Keeping up the tradition
“While we don’t celebrate the festival as elaborately as we did in Tamil Nadu, we try to assimilate all important aspects of it on a smaller scale,” says Shivani S Raj, a graduate from DU, who is planning to celebrate Pongal with her family at home. Starting on January 14, the festivities will continue till the 17th of this month. But Raj says her family will only celebrate it on the first day of the festival.
“We will try to celebrate as our relatives in Chennai — we will make Pongal, followed by puja in our traditional attires and a traditional meal,” Raj describes, adding how owing to safety concerns, they plan to stay at home for the festival.
Faith and food will mark the festival for Delhiites
“Like Makar Sankranti, Pongal is also dedicated to the Sun god, Surya. The festival is named after Pongal, the dish prepared from the new harvest of rice boiled in milk with jaggery,” explains Geetha Ganesh, a resident of Gurugram, who is excited about the festivities. “On the 14th, after choosing an auspicious time, we will make sweet Pongal and offer it to Surya. We put on the milk over a small fire and see it boil over; it symbolises prosperity,” adds Ganesh.

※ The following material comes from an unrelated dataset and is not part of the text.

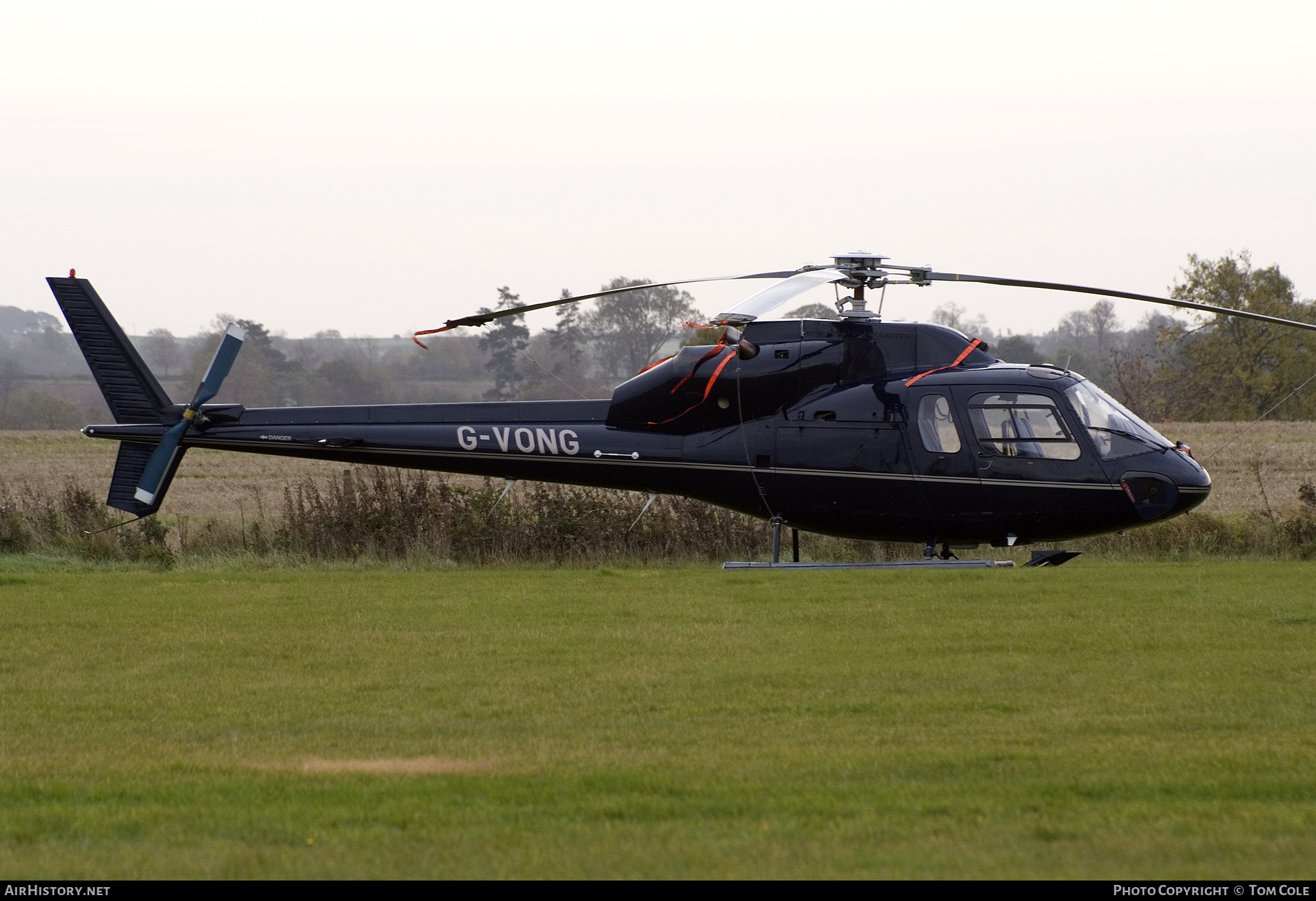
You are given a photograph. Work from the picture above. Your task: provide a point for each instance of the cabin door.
(1028, 458)
(944, 465)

Rekha Nair, a Gurugram-based home chef, will be preparing a Pongal special menu for her celebrations. “Charkara pongal, Venn pongal, Sambhar with nine vegetable, Vada and Thair Sadam (curd rice) are a part of my menu. Since this is a harvest festival, the dishes are prepared with new harvested rice and first offered to the god,” she adds.
Another Pongal special is Kolam, which is a traditional floor mural made with rice flour. “Back in our hometowns, we used to prepare for days and make huge kolams, it was like a competition for us. But here, I will continue to make a small rangoli at the entrance of my home for a month till Pongal,” says Ganesh.
Celebrate, but with safety
Amid the pandemic, for many, the festival will mark an occasion to get together and offer prayers but with adequate social distancing. In Delhi’s Inderpuri, the Tamil community plans to have a small gathering in the morning for Pongal, and an evening of fun for the younger members. “As opposed to last year, when we had a gathering of 500 people, this year we are expecting a small crowd, spread across a large area so there is proper distancing. We will put banners stating rules of distancing and also provide free masks to all visitors who wish to celebrate Pongal together,” explains Karthik, one of the organisers of the event.
“For the children, we have plans for a cultural evening with a few games and distribution of prizes, just so there is a sense of community among our people here. These months have been hard on everyone; Pongal will bring people together and help them prepare for a better year,” he adds.